Opec’s agreement with Russia in December to curb supplies did the trick and helped end a glut. The Brent crude oil futures price has risen by 31% to $67 since.
The oil producers’ cartel over the weekend agreed again with Russia to keep the cuts, totalling 1.2 million barrels per day in place until June, and probably for the rest of the year.
You might think this is an old story, rent-seeking oil sheikhs and greedy dictators ripping off consumers again.
But the world is very different today and the crude oil market is no longer simply a battleground between Western consumers and Middle Eastern producers.
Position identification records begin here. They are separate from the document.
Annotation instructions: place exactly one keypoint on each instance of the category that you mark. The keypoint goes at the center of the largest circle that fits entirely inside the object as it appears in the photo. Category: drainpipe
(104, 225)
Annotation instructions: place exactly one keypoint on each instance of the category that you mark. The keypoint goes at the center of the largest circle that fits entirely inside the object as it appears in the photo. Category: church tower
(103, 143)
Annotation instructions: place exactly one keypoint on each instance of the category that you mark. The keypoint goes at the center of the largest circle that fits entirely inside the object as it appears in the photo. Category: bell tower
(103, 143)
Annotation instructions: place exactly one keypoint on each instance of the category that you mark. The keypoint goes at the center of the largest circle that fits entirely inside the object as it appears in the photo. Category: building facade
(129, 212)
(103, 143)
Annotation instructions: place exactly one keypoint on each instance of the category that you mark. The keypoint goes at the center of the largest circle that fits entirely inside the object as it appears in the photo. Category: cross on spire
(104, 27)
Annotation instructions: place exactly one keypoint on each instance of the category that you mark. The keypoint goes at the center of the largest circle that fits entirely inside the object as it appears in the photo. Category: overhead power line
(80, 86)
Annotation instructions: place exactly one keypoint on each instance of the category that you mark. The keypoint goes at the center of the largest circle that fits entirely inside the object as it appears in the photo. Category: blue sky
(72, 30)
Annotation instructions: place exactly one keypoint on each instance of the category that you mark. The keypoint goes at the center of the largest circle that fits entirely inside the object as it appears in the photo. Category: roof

It is primarily a long-drawn out war for market share, and the country winning the battle now is the US.
Thanks to the shale oil revolution the US is not just able to cover its own needs but is now exporting huge quantities of crude as well as oil products.
The US Energy Information Administration signalled in November that for the first time, it had exported more oil in a single week than it imported, selling to foreign customers 3.2 million barrels per day of crude and 5.8 million of petrol products.
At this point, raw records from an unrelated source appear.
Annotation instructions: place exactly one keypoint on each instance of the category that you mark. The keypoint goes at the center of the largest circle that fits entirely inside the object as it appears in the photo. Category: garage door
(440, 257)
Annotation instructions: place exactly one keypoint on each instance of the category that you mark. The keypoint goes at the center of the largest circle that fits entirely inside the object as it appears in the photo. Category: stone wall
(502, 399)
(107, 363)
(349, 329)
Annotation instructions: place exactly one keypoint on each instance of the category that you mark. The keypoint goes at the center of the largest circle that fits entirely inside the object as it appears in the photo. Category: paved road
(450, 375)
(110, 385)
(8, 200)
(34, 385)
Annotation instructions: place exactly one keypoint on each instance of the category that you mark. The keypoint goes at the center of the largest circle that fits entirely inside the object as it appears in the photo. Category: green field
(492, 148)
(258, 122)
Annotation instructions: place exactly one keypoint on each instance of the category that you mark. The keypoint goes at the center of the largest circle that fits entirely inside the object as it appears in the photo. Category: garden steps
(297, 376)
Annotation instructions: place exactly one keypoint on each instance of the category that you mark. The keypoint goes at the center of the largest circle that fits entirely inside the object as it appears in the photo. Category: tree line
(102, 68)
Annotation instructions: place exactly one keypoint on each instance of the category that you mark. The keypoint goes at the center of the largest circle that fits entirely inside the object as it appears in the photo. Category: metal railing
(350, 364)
It reckons that by 2020 the country will be, overall, a net exporter of crude. The US continues to import it to satisfy the demand of some refiners for heavy, sulphurous (sour) crudes — more on that later — but the soaring output of light, sweet crudes from shale is turning the global oil market upside down, with the world’s biggest consumer being also a major exporter.
So much more is coming out of shales in Texas and the Dakotas, a million extra barrels since July, that American oil producers are setting prices in Europe.
Because US oil is now so often the cheapest light sweet crude delivered to Rotterdam, Argus, the oil price assessment agency has decided to include it in a new North Sea crude price benchmark.
And so influential are US imports that Argus has decided to include some US light sweet crude in its assessment of the daily physical North Sea Brent crude price benchmark. If the US is gaining share in supplying the world’s biggest commodity market, the question is who is losing share?
And the answer is Opec countries. The output cut agreed in December is only part of the problem because some of the cartel are unable to even meet their entitlement in quota share. Iran is in thrall to US sanctions and Venezuela has been devastated by years of government looting and investment neglect.
Iran and Venezuela export heavy sour crudes, which have in the past suffered a significant price discount to the lighter (less viscous) crudes produced in the North Sea, the US and a few Opec countries, such as Nigeria.
It also suffered a heavy discount to benchmark North Sea Brent because it is more costly to refine into valuable products, such as petrol or naphtha, used as a raw material for petrochemicals.
However, the rules that governed pricing in the oil world have recently been turned on their head.
The US flood of light, sweet crude oil and the collapse in exports of heavy Venezuelan and Iranian oil mean that sour crudes, once the Cinderellas of the oil market, are now fetching prices almost on a par with Brent.
The upset is playing havoc with the profit margins of some US and Indian refiners, who invested heavily in sophisticated equipment to refine very cheap Venezuelan or Iranian heavy crudes, only to find them suddenly too expensive.
Since November, 2.5 million barrels per day of sour crude output has been taken off the market due to sanctions, Opec quotas and disruption, said Sean Cronin, analyst at Argus — a huge disruption in market dynamics.
Many in the industry wonder whether the market shift to lighter crudes is long-term or just a blip. The shift to light, less sulphurous oil is good for the environment and the world, and it is filling the pockets of the core Opec producers, who are getting more bucks for each barrel of sour crude they export to Asia.
Yet, the resource remains in the ground; there are billions of barrels of heavy crude in Venezuela, Iran and Canada. A higher price makes investment and production more likely, if politics and the market permits.
Meanwhile, the US technological revolution is setting the pace and the agenda.